Digitally managed elections work in the developed countries because of two factors:
1. The staff managing elections are generally non-partisan civil servants with undoubted integrity and with no personal interest in massaging the results of the elections. Compare to Africa where money can buy anyone who is located at a key point in the delivery and tallying process.
2. The moral compass in the developed countries, the difference between right and wrong, has very little comparision with what that in Africa where people carry their biases to their jobs and will not hesitate to massage a situation if it benefits his preferred candidate- and will not see anything wrong with it..
You already know for a fact every Elections Commission in Africa is appointed by the government in power, and its primary purpose is to manage the process so that the appointing authority wins. Most Elections commissions act just like an appendage of the regime or the ruling party and do not even pretend to be non-partisan. Just look at the IEBC, even before the elections. The opposition had to take it again and again to the courts, even before the elections, to get it to clean up its system- a process it vehemently resisted.
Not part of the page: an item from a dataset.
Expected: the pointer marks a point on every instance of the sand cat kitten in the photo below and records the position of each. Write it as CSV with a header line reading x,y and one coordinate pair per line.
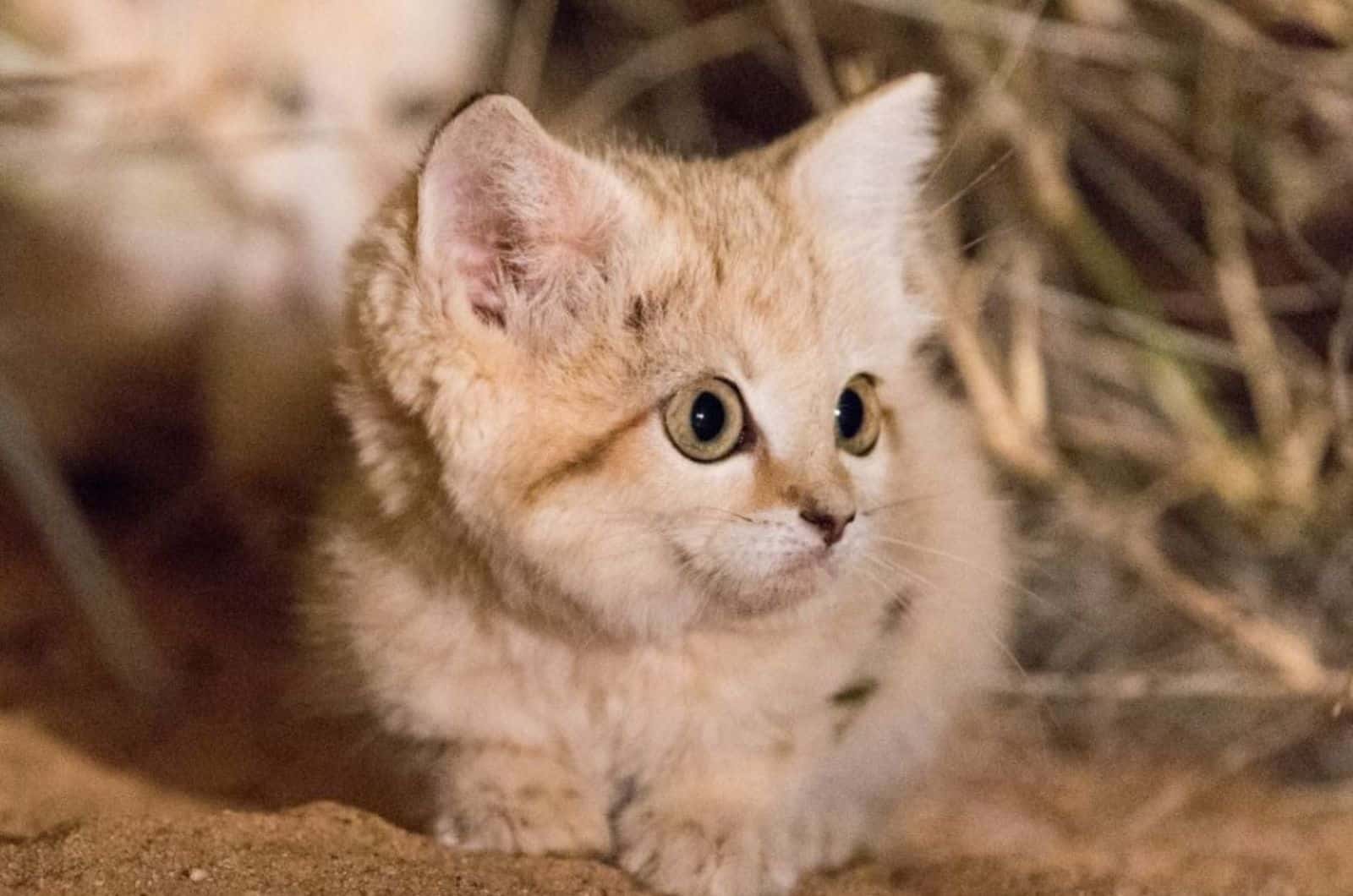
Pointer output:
x,y
653,519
The IEBC was a partisan agency from start to finish. Its Chairman, Chebukatti was appointed by Jomo Kenyatta just 7 months before the elections with a brief to deliver victory, but to make it uncontroversial and as smooth as as possible, using digital computer generated skullduggery. Unfortunately for him, his running dogs or field officers did not know how to use computers, and were so inept at cheating even a child could detect their scams.
Kenyatta should have hired foreign computer experts from London- the 16-25 year old hackers who are running rings around,and playing havoc with,computer networks and businesses here in the UK, and costing companies millions of pounds to protect themselves.
I think Kenya should just revert back to manual counting at the polling station and submission of the results to the tallying centres by hand. That would deliver a more credible result, although it would take more time. Or else, commission an independent western polling agency to manage the process.